Michelle Obama Wants Action After The “Horrifying” Supreme Court Abortion Ruling
“I am heartbroken.”
Michelle Obama is using her voice to call abortion advocates to action as she acknowledged the “horrifying decision” by the Supreme Court to over turn Roe v. Wade with the June 24 decision on Dobbs v. Jackson Women’s Health Organization, ending nearly 50 years of having a constitutional right to abortion. “I am heartbroken for the people around this country who just lost the fundamental right to make informed decisions about their own bodies,” Michelle Obama wrote about the 6-3 decision. Walking the line between recognizing the “devastating consequences” of ending a right to abortion and knowing there’s more to be done, her heartbreaking statement provides hope for anyone wanting to take action.
Obama tweeted early Friday morning, “When we don’t understand our history, we are doomed to repeat its mistakes.” A divided court ruled ruled 6-3 to uphold the Mississippi law banning abortions after 15 weeks in Dobbs v. Jackson Women’s Health Organization, overturning Roe v. Wade, the 1973 landmark decision that established the constitutional right to abortion — and giving the regulatory power back to the states. (Chief Justice John Roberts penned his own opinion siding with majority on Dobbs, but arguing the court shouldn’t have decided the broader constitutionality of abortion.) Three of former President Donald Trump’s appointees, Justices Neil Gorsuch, Brett Kavanaugh and Amy Coney Barrett, were in the majority ruling.
Echoing sentiments from dissenting Justices Stephen Breyer, Sonia Sotomayor, and Elena Kagan, Obama’s statement realized the gravity of the situation.
“I am heartbroken that we may now be destined to learn the lessons of a time before Roe...” she wrote. “So yes, I am heartbroken — for the teenage girl, full of zest and promise, who won't be able to finish school or live the life she wants because her state controls her reproductive decisions,” Obama wrote. She also recognized individuals who would be force to bring nonviable pregnancies to term as well as “health care workers who can no longer help them without risking jail time.”

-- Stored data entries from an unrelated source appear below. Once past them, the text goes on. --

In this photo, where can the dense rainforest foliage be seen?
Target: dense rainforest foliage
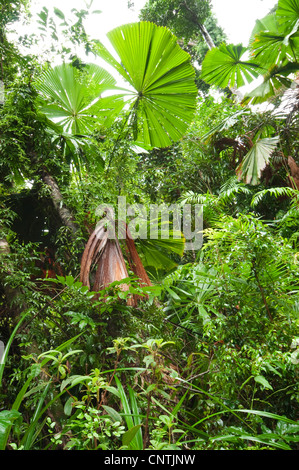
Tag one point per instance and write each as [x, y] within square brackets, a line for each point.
[134, 343]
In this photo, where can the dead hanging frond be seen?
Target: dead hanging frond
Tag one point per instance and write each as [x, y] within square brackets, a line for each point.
[103, 255]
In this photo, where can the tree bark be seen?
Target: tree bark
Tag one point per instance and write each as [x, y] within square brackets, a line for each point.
[57, 199]
[206, 36]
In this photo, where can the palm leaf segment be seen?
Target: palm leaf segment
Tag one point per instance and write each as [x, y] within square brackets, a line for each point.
[223, 66]
[164, 98]
[256, 160]
[73, 100]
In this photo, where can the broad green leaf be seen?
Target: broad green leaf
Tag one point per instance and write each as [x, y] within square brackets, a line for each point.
[288, 11]
[113, 413]
[263, 381]
[162, 77]
[73, 100]
[256, 160]
[129, 435]
[223, 66]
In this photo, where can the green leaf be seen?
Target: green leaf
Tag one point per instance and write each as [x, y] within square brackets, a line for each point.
[256, 160]
[113, 413]
[73, 100]
[129, 435]
[288, 12]
[223, 66]
[68, 406]
[164, 97]
[261, 380]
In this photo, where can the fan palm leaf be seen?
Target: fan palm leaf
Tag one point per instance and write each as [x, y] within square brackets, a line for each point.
[163, 95]
[223, 66]
[74, 101]
[256, 160]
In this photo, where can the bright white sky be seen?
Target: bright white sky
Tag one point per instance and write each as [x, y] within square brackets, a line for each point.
[237, 17]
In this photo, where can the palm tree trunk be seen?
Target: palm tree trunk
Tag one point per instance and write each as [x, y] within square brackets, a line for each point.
[57, 199]
[206, 36]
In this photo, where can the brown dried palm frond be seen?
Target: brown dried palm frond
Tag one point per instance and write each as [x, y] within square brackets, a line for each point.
[103, 253]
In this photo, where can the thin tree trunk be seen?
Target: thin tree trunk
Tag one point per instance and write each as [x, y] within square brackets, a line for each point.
[205, 34]
[57, 199]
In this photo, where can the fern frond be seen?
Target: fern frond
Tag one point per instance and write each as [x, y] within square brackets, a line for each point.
[276, 192]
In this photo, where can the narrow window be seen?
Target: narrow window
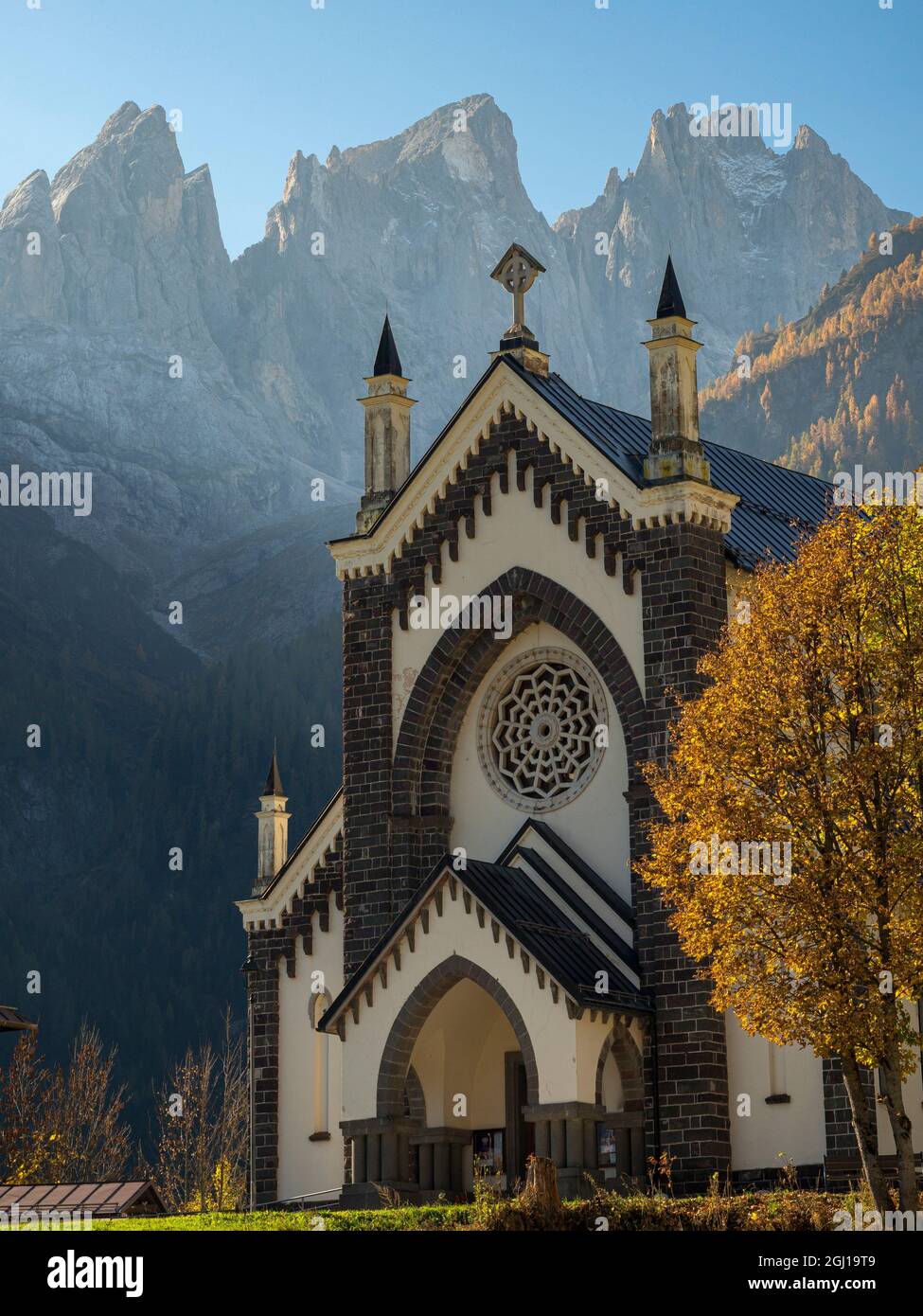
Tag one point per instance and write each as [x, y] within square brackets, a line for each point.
[320, 1002]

“This moment is difficult, but our story does not end here. It may not feel like we are able to do much right now, but we can. And we must,” Obama wrote, encouraging people to “channel your frustration and anger into action by getting involved.” She highlighted Planned Parenthood and The United State of Women as two of many organizations for resources where you can donate, get involved, and get help.
“Our hearts may be broken today, but tomorrow, we’ve got to get up and find the courage to keep working towards creating the more just America we all deserve,” Obama concluded.
Prior to the June 24 decision, when Justice Alito’s majority opinion was leaked on May 2, Obama highlighted the importance of voting. In an address on May 14, she said she was “so inspired by everyone out marching” during the nationwide abortion rights protests last month. She also encouraged abortion rights supporters to “[carry] this energy forward to the elections in November and in every election after that.”